The pledges to cooperate against ISIS come after a gruelling 9-month battle between Iraqi forces and the extremists in Mosul, with Abadi declaring victory July 10.
“Cooperation between Iraq and Egypt is necessary to defeat Daesh,” Shoukry said.
The liberation of Mosul was a major victory for Baghdad both domestically and regionally and reinvigorated the Iraqi leadership. Iraqi political analyst Hisham al- Hashimi said the events in Mosul restored “confidence of Arab countries in Iraq and its efforts in the fight against terrorism.”
“Neighbouring countries and other Arab countries, such as Egypt, have alliances in counterterrorism and programmes in that regard in Syria and Libya and partly in Iraq,” Hashimi said, adding that Iraq could provide help in those efforts.
Iraqi Interior Minister Qassim al- Araji and a delegation of Iraqi officials went to Saudi Arabia and met with the Saudi Crown Prince Mohammed bin Salman bin Abdulaziz and newly appointed Interior Minister Prince Abdulaziz bin Saud bin Nayef.
In a statement, Iraqi Interior Ministry adviser Wahhab al-Tai said Crown Prince Mohammed stressed the kingdom’s support for the Iraqi people and government and expressed readiness to cooperate with Iraq in all fields.
The Iraqi Ambassador to Riyadh Mahmoud al-Ani said discussions centred on the Iraqi community in the kingdom, the reopening of borders and the resumption of direct flights between Riyadh and Baghdad, the London-based Asharq Al- Awsat reported.
Observers said Araji is likely to survive any domestic fallout from the visit due to his ties to Tehran and his high-ranking position in the Badr Organisation.
Efforts by Saudi Arabia to re-engage Iraq started when Saudi Foreign Minister Adel al-Jubeir made a surprise visit in February to Baghdad, the first by a high-ranking Saudi official since 2003. In June, Abadi met with Saudi King Salman bin Abdulaziz Al Saud in Jeddah, Saudi Arabia.

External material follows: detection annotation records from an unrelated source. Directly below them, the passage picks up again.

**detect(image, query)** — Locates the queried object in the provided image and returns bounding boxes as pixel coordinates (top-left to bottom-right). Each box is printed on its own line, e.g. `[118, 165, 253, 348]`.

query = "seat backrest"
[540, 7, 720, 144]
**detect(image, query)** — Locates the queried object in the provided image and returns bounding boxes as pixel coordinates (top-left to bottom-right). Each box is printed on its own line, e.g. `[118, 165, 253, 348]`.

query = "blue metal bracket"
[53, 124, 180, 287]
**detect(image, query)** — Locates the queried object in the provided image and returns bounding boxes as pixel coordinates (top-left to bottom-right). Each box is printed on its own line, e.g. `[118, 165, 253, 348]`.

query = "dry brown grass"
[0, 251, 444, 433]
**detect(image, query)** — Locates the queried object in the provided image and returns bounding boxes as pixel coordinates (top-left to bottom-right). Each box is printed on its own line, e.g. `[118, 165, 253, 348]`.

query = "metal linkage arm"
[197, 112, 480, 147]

“The countries agreed to establish a coordination council to upgrade relations to the hoped for strategic level and open new horizons for cooperation in different fields,” a statement carried by the official Saudi Press Agency said.
Saudi-Iraqi relations deteriorated under Saddam Hussein after the invasion of Kuwait in 1990 and the subsequent war. Relations worsened following the 2003 war in which Saddam was removed from power. This resulted in the empowerment of the country’s Shia majority and the marginalisation and persecution of Iraq’s Sunni minority.